Back when I was writing Perl code all the time, I used to grab regular expressions for my string manipulations. Then, one day I wanted to make some code that was searching and parsing string content, and wrote a benchmark to compare some regex and standard string index-based searches. The index-based search blew away regex. It isn't as sophisticated but sometimes we don't need sophisticated when dealing with simple problems.
Rather than instantly grab a regex a String.squeeze(' ')
can handle compressing the repeated spaces a lot faster. Consider the output of benchmark:
#!/usr/bin/env ruby
require 'benchmark'
asdf = 'There is a lot of white space.'
asdf.squeeze(' ') # => "There is a lot of white space."
asdf.gsub(/ +/, ' ') # => "There is a lot of white space."
asdf.gsub(/ {2,}/, ' ') # => "There is a lot of white space."
asdf.gsub(/\s\s+/, ' ') # => "There is a lot of white space."
asdf.gsub(/\s{2,}/, ' ') # => "There is a lot of white space."
n = 500000
Benchmark.bm(8) do |x|
x.report('squeeze:') { n.times{ asdf.squeeze(' ') } }
x.report('gsub1:') { n.times{ asdf.gsub(/ +/, ' ') } }
x.report('gsub2:') { n.times{ asdf.gsub(/ {2,}/, ' ') } }
x.report('gsub3:') { n.times{ asdf.gsub(/\s\s+/, ' ') } }
x.report('gsub4:') { n.times{ asdf.gsub(/\s{2,}/, ' ') } }
end
puts
puts "long strings"
n = 1000
str_x = 1000
Benchmark.bm(8) do |x|
x.report('squeeze:') { n.times{(asdf * str_x).squeeze(' ') }}
x.report('gsub1:') { n.times{(asdf * str_x).gsub(/ +/, ' ') }}
x.report('gsub2:') { n.times{(asdf * str_x).gsub(/ {2,}/, ' ') }}
x.report('gsub3:') { n.times{(asdf * str_x).gsub(/\s\s+/, ' ') }}
x.report('gsub4:') { n.times{(asdf * str_x).gsub(/\s{2,}/, ' ') }}
end
# >> user system total real
# >> squeeze: 1.050000 0.000000 1.050000 ( 1.055833)

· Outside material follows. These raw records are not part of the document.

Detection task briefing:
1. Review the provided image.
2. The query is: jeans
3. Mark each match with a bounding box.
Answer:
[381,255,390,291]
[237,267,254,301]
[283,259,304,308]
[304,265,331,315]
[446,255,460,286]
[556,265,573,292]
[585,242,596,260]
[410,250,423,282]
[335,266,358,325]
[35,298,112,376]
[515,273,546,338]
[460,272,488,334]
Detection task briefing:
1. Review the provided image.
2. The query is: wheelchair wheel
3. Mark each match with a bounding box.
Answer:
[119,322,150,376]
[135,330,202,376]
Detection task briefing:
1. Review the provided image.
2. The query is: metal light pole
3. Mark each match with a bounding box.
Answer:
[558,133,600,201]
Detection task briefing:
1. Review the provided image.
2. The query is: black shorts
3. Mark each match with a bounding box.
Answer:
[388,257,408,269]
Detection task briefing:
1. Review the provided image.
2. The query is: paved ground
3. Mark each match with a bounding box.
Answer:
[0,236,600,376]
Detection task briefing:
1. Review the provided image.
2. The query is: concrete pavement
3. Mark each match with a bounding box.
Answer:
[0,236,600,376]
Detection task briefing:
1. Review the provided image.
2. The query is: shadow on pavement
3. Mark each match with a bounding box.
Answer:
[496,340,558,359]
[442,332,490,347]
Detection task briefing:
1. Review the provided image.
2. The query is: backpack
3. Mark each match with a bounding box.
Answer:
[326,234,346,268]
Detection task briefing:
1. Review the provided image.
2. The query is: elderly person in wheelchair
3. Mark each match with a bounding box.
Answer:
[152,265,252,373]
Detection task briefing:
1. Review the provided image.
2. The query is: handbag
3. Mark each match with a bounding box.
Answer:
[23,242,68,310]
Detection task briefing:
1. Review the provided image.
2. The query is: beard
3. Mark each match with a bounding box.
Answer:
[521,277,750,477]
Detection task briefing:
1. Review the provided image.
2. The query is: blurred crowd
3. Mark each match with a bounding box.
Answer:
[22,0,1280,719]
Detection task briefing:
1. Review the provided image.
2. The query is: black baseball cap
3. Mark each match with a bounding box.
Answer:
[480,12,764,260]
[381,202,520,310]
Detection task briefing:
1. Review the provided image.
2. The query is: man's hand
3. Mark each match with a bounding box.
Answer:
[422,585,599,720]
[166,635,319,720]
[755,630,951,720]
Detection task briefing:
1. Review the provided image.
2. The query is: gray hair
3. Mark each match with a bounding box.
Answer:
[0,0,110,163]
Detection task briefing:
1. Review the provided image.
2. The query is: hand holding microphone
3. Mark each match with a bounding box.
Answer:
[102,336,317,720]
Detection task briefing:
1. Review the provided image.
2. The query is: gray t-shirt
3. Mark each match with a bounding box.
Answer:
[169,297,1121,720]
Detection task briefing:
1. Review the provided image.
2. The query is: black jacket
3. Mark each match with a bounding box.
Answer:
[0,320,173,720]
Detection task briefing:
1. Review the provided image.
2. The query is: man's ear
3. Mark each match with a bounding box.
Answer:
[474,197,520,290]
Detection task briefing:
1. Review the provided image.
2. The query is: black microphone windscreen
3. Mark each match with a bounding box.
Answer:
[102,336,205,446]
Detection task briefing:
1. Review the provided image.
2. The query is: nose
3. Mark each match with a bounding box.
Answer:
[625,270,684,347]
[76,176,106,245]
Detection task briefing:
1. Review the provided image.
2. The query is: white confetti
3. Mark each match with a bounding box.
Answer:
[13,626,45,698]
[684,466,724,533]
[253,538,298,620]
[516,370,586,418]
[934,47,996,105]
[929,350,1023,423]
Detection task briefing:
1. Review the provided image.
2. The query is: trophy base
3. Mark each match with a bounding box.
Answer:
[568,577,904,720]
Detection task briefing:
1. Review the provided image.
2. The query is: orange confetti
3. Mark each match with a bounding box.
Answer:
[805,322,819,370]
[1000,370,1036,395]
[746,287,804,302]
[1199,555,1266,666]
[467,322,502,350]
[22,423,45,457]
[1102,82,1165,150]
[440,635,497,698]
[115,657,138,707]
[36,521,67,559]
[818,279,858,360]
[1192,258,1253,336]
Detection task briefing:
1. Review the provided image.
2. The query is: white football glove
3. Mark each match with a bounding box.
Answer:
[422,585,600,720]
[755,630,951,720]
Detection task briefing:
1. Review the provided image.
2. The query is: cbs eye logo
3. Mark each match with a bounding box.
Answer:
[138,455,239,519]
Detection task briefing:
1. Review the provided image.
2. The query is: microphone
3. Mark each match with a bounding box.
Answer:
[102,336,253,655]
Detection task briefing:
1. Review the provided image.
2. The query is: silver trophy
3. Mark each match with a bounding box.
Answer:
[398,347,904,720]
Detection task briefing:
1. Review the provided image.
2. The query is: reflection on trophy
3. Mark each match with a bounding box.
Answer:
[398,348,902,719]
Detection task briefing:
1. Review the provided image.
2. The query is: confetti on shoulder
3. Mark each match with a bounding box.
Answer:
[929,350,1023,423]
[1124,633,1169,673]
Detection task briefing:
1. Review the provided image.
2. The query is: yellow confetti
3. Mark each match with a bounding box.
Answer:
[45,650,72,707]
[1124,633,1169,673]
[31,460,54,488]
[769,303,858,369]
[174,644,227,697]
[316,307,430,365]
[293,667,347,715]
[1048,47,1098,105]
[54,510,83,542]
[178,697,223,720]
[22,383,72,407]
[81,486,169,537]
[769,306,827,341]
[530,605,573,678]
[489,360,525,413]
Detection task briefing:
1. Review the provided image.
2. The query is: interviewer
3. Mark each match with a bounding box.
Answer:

# >> gsub1: 3.700000 0.020000 3.720000 ( 3.731957)
# >> gsub2: 3.960000 0.010000 3.970000 ( 3.980328)
# >> gsub3: 4.520000 0.020000 4.540000 ( 4.549919)
# >> gsub4: 4.840000 0.010000 4.850000 ( 4.860474)
# >>
# >> long strings
# >> user system total real
# >> squeeze: 0.310000 0.180000 0.490000 ( 0.485224)
# >> gsub1: 3.420000 0.130000 3.550000 ( 3.554505)
# >> gsub2: 3.850000 0.120000 3.970000 ( 3.974213)
# >> gsub3: 4.880000 0.130000 5.010000 ( 5.015750)
# >> gsub4: 5.310000 0.150000 5.460000 ( 5.461797)
The tests are based on letting squeeze(' ')
or gsub()
strip the duplicated spaces. As I expected, squeeze(' ') blows away the regex. Regex using a space character are faster than the equivalent pattern using \s
.
Of course the regex are more flexible but thinking about whether a regex is needed can make a big difference in the processing speed of your code.